The present invention relates to data storage, and more particularly, to improving the error rate performance of headerized sub data sets protected by unequal error protection.
Data sets written on tape include subunits referred to as sub data sets. In 16-channel linear tape open generation 6 (LTO 6), there are thirty-two sub data sets within each three megabyte (MB) data set, whereas in a 32-channel enterprise drive there are sixty-four sub data sets within each six MB data set. All rows of a sub data set, which are also known as codeword interleaves (CWIs) which include four byte-interleaved C1 codewords (row codewords) in LTO 6, are written along different tape tracks as far apart from each other as possible. This minimizes the number of erased bytes in a C2 codeword (column codeword) that occur as a result of a spatial burst error on the tape. In other words, rows of a sub data set are distributed within a written data set in an approximately equidistant manner providing deep spatial interleaving among rows of a sub data set. Furthermore, if all bytes written in a circle having a diameter of about 1 mm cannot be read, at most one erased byte would be caused within a C2 codeword.
A 12-byte header is usually appended to each row of a sub data set giving rise to a headerized sub data set structure.
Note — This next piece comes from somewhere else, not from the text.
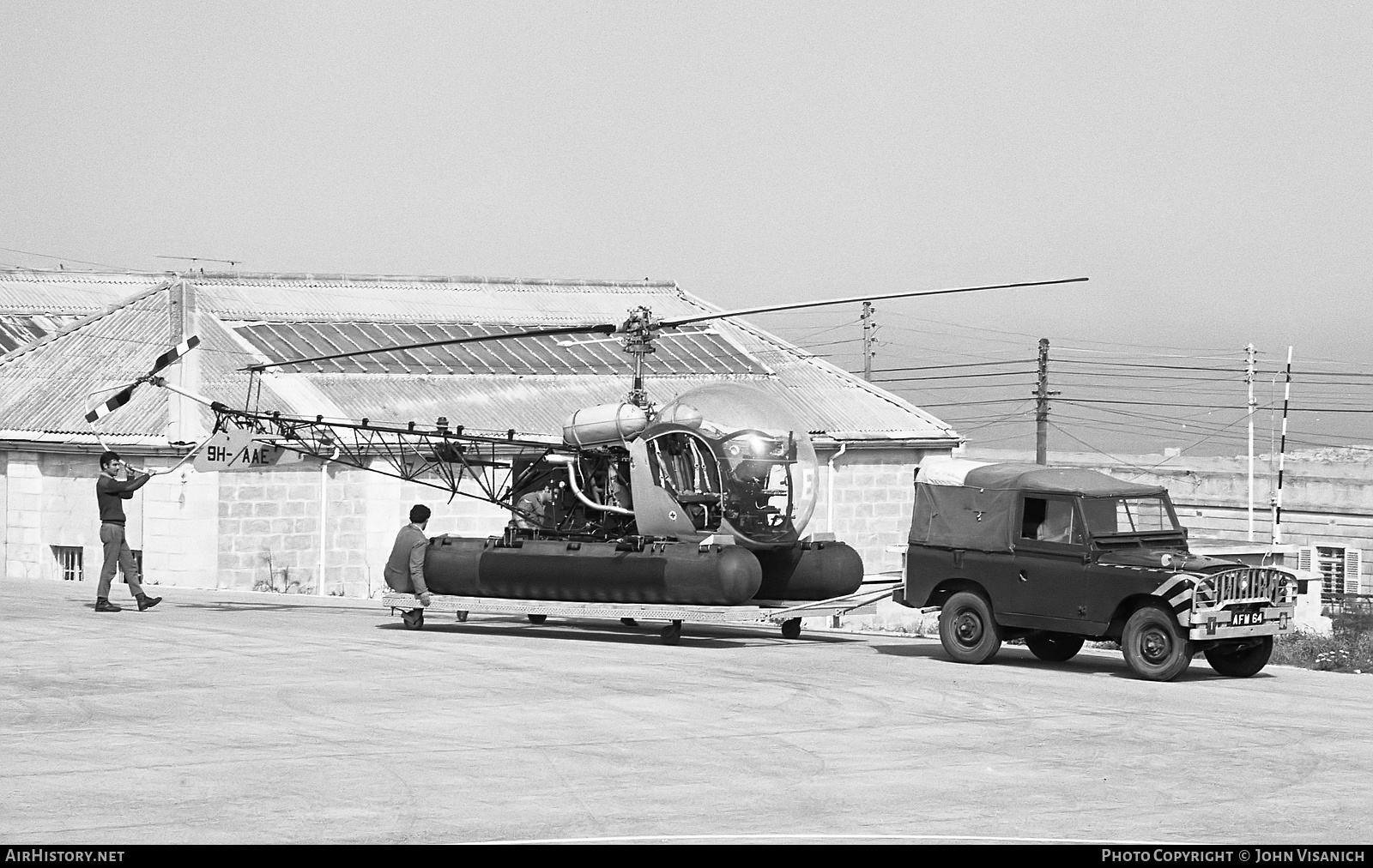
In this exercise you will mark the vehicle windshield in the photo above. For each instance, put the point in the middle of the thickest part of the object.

In enterprise drives, headerized sub data sets provide header error protection by embedding header fragments into row codewords of a sub data set making sub data sets robust to header errors. In this case, data is protected by two-level error correction code (ECC) as in the case of product codes, whereas headers are protected by one-level ECC (typically just C1 coding).
Headerized sub data sets with unequal error protection are decoded only by C1 decoding followed by C2 decoding, i.e., no iteration is performed on the headerized sub data sets. This decoding can lead to higher error rates than are necessary, and sometimes acceptable, due to the single C1 decoding followed by C2 decoding. Accordingly, it would be beneficial to have a decoding scheme which improves the error rate performance (reduces the error rate) of decoded headerized sub data sets with unequal error protection.